Junge Einsichtige, junge Nichtkönnende; mir selbst sind – als waschechtem Demokraten, als ambigem Kapitalisten, als bekennendem Reformisten, als habituellem Kosmopoliten, als grundlegend liberalem Individuum, als weitherzigem Humanisten, als Rationalisten und Künstler – die Grundzüge des Surrealismus immer fremd, gar zuwider gewesen: die Lobreden auf den Marquis de Sade (seine metaphysischen Demonstrationen aus Kinderleichen; Paz, Foucault, Bataille, Blanchot, Barthes sind da viel raffiniertere, viel kasuistischere Leser des »göttlichen Marquis«), die pauschale Verteufelung antinomischen Denkens, die Steifheit ihrer Vernunftkritik, die Gewaltbereitschaft, die verallgemeinerte Kapitalismuskritik, der Sammelfimmel (Masken, Pfeifen, Schachbretter, Frauen), die mittelguten Romane Louis Aragons, die politische Backfischdichtung Paul Éluards, die Unfähigkeit, das Böse zu benennen, der Eifer, sich der Methoden des Feindes zu bedienen. Die Bürgertumskritik selbst ist nicht Teil meines üblichen Repertoriums. Ich gehöre nun mal zu jenen, die von den sozialethischen und bürgerrechtlichen Reformen der letzten Jahrzehnte profitiert haben. Leute wie ich sind etwas besser geschützt, als sie es vielleicht jemals gewesen sind. Man weiß hier also nicht mehr so recht, was davon signifikanter ist: die Gewaltbereitschaft des Surrealismus oder ihre Trivialisierung im Kern der bürgerlichen Kultur.

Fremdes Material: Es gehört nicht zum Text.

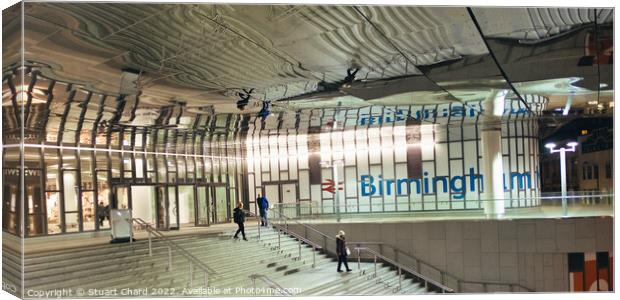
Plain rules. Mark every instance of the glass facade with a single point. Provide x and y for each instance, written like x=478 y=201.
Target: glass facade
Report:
x=82 y=154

Das surrealistische Ethos geistert aber noch immer durch das Imaginäre der intellektuellen Klasse Europas. Man hat revolutionäre Versuchungen und kann sich für die aktuelle Problemlage keine andere Lösung mehr vorstellen als die einer absoluten Politik. Man sehnt einen »Umsturz« herbei, dieses hässlichste aller Wörter in der deutschen Sprache. Allerdings hat der stets auf Effektivität bedachte Radikalismus eines André Breton oder eines Benjamin Péret zwischenzeitlich einen verharmlosenden, der Epoche konformen linguistic turn erfahren. Den Surrealisten war es eminent wichtig, dass ihre Lust zur Diffamierung und zur Rufschädigung von konkreten Straftaten begleitet wurde.

Das Bürgertum hingegen trennt das Erzählte und das Erlebte immer mit Emphase; es hat im 18. Jahrhundert die Autobiografie erfunden, um die konstitutive Trennung von Dichtung und Wahrheit quasitotemistisch zu zelebrieren. Die Surrealisten waren um einen angemessenen Abgleich beider Ordnungen, des Erzählten und des Erlebten, stets peinlichst bemüht. Kein Begriff ohne Denotat, kein Manifest ohne Sachbeschädigung, keine Invektive ohne Körperverletzung, kein Weltentwurf ohne Weltzerstörung, keine Weltzerstörung ohne Weltentwurf. Damit stehen sie in der revolutionären Tradition, die mit der Pariser Kommune beginnt und sich in Chiapas fortsetzt.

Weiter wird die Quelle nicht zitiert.